Well, I suppose… living in this world, there could be a professor whose actual name is Professor. I’m walking around with two biochips implanted in me anyway.
It’s possible. Such cases must exist! Perhaps his parents yearned for an ordinary life! The surname—well, it must be a family profession passed down through generations. Why, aren’t there many people who use their occupation as a surname? Baker, Taylor, and so forth.
I decided to think positively and returned to my room. Leina was thrilled, asking if I was serving detention with her too, so I insisted I was a free person—which made her incredibly dejected.
◇ ◆ ◇
During the weekend, I ditched Reina and roamed the mountains with unbridled enthusiasm, acquiring the Gathering skill at level 1 while harvesting wild herbs. After procuring fresh venison for the Cafeteria staff through their request, I obtained the Hunting skill at level 1.
Years of diligent effort bore fruit. While fern fronds were the primary focus, my experience harvesting horsehair crabs and oysters in Ilam had accumulated into valuable knowledge. The hunting experience came from taking children on outings and capturing wild boars caught in traps.
The experience points from unexpected developments—captured through unconventional means—were all funneled into poison resistance and ice projectile mastery. Poison resistance reaching level 5 was fortunate, but the problem remained: I had no way of knowing at what potency level the poison would cease to affect me.
It wasn’t as though I had access to poison supplies. My only option seemed to be sneaking into the Academic Science Building and indiscriminately testing whatever I could find.
While I deliberated over this dilemma, the female student I’d seen before—the one who’d sacrificed her vision behind a curtain of bangs—entered the practical magic training grounds. It appeared she’d finally abandoned that peculiar habit.
The girl had mustered the courage to cut her bangs, though she’d done it herself and the result was decidedly crooked. While it looked ridiculous to outsiders, the mages paid it no mind. After all, those who’d overlooked her vision-obscuring hairstyle certainly wouldn’t concern themselves with uneven bangs.

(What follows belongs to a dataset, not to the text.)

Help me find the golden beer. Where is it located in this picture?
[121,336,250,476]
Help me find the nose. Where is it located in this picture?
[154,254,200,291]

So I should ignore it too. Because I am, after all, a mage.
I’d intended to blend in with the others, but the female student spotted me and bounded over, waving enthusiastically.
“H-hey, Evan Laef! Hi!”
Hello, Little Shiny Stalker. How did you learn my name?
As I asked with suspicion, the girl hesitated and rolled her eyes upward before producing a plausible answer.
“Th-the attendance roster! Y-you know, when they c-call out names.”
An eighty percent probability of a lie. But I simply nodded without pressing further. The greeting was complete; there was no need for additional conversation.
“S-so, I cut my bangs. How do they look?”
So you were planning to engage in small talk.
I studied the girl’s face carefully, examining her bangs. They were indeed crooked. If Heinrich saw this, he’d be stressed again. That man was so particular about symmetry that he wore watches on both wrists.
“They look terrible.”
“T-terrible…”
“What did you cut them with?”
“S-scissors!”
Little Shiny Stalker produced a pair of scissors from her hip bag, their blades wickedly sharp. Where on earth had she obtained such a thing? They looked even more professional than the five-million-won shears I’d seen during my salon apprenticeship days.
“Let me borrow those for a moment.”
“O-okay.”
I had Little Shiny Stalker close her eyes, then grasped her bangs and trimmed them with practiced strokes. Since we were outdoors, I didn’t worry about cleanup, and I wanted at least to achieve symmetry.
Even without Heinrich’s level of fastidiousness, staring at those stepped bangs continuously bothered me.
“Done. From now on, cut along this line.”
“Th-thank you.”
I wanted to show her my handiwork, but unfortunately there was no mirror here. As Little Shiny Stalker touched her bangs, Reina—that crazy bastard—suddenly hurled a fireball, which I deflected.
“You insane fool, you singed me!”
“Who told you to stand there?!”
That fighting dog causes trouble everywhere. The male student Reina had picked a fight with cried out as the tips of his prized shimmering, wavy blonde hair caught fire, shooting light from his hands.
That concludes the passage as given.